トーハンは、日本出版販売が2025年2月末日でローソンとファミリーマートの出版配送を撤退することを受け、両社との協議に入った。近藤敏貴社長は10月25日、名古屋・中区のANAクラウンプラザホテルグランコート名古屋で行われた中部トーハン会で、自社の物流改革と合わせ、出席した会員書店と出版社に対し理解を求めた。
ローソンとファミリーマートへの配送時期について近藤社長は「25年のいつ頃から始めるかは、現時点ではいえない」と述べた。トーハンは現在、セブン-イレブンなどに配送しているが、ローソンとファミリーマート2社を引き継いだ場合、現状の3倍の店舗数の配送を担うことになる。

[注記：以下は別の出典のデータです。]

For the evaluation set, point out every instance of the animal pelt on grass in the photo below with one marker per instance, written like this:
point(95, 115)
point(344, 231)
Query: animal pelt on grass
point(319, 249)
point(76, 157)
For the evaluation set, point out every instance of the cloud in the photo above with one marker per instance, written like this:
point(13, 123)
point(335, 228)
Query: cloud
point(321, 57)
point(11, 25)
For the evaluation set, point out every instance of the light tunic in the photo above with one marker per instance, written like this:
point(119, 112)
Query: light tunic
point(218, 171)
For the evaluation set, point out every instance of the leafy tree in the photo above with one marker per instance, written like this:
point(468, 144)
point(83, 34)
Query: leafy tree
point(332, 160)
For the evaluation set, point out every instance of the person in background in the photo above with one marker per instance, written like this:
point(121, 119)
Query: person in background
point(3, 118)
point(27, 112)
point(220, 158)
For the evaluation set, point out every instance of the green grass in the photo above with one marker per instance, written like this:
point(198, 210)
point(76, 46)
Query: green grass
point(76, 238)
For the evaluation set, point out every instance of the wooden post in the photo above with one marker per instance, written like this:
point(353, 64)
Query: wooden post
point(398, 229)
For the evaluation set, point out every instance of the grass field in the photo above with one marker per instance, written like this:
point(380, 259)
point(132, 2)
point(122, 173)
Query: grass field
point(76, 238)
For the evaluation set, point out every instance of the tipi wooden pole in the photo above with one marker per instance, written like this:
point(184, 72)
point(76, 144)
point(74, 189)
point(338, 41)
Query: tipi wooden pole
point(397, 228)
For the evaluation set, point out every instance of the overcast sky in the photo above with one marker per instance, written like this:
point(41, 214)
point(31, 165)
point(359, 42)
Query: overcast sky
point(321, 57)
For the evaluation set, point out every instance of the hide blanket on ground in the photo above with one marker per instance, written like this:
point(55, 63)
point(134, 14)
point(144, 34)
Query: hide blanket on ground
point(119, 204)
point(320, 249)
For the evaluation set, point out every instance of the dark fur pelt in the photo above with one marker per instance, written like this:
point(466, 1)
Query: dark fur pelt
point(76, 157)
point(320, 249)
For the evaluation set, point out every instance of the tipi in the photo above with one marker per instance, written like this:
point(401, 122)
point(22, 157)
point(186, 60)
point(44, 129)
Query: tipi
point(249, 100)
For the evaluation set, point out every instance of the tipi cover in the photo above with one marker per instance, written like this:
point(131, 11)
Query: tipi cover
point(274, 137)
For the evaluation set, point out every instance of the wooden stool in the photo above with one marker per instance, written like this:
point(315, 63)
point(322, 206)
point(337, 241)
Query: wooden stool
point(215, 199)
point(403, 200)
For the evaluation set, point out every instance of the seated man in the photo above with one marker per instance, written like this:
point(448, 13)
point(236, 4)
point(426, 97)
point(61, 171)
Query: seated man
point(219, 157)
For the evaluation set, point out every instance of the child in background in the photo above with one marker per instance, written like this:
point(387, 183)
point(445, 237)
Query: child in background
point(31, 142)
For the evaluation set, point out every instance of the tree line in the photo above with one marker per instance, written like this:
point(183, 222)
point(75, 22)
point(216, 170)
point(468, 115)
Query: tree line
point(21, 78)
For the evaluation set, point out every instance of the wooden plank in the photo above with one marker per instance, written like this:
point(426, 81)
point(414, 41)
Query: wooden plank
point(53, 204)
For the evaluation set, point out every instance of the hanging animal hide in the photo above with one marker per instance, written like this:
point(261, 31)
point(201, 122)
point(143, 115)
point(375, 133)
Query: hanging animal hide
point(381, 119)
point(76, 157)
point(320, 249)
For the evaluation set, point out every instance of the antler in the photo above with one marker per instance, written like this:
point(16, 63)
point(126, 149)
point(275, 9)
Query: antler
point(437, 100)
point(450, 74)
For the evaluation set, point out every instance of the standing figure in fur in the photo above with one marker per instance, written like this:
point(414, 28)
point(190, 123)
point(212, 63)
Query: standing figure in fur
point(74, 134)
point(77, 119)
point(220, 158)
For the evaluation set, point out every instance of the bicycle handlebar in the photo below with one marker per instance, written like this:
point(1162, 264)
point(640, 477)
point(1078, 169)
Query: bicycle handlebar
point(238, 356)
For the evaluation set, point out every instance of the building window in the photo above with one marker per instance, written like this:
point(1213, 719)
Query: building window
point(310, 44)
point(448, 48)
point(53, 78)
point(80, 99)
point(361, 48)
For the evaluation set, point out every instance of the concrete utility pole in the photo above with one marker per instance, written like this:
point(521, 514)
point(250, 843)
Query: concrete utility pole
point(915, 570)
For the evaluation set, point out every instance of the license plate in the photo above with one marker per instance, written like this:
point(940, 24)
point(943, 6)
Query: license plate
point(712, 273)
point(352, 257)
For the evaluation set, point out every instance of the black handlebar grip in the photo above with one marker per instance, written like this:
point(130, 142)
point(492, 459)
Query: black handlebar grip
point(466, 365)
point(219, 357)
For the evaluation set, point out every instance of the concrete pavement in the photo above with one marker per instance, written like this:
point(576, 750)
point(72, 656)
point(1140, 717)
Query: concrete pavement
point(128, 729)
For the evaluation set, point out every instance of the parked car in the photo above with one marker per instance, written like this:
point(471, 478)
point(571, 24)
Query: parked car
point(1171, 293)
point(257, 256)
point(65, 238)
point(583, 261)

近藤社長は昨年、「街の本屋さんを元気にして、日本の文化を守る議員連盟」(書店議連)の活動の一環で、岸田文雄首相に提言書を渡した際、出版流通の現状について直接話したという。トーハンでは来年から26年までの中期計画で、出版流通に関してより注力する方針。「コンビニに本売場がなくなった場合、今後の雑誌文化はどうなってしまうのかと危惧している。リスクを冒してでも、コンビニ配送も含め、流通について真剣に取り組んでいきたい」と語った。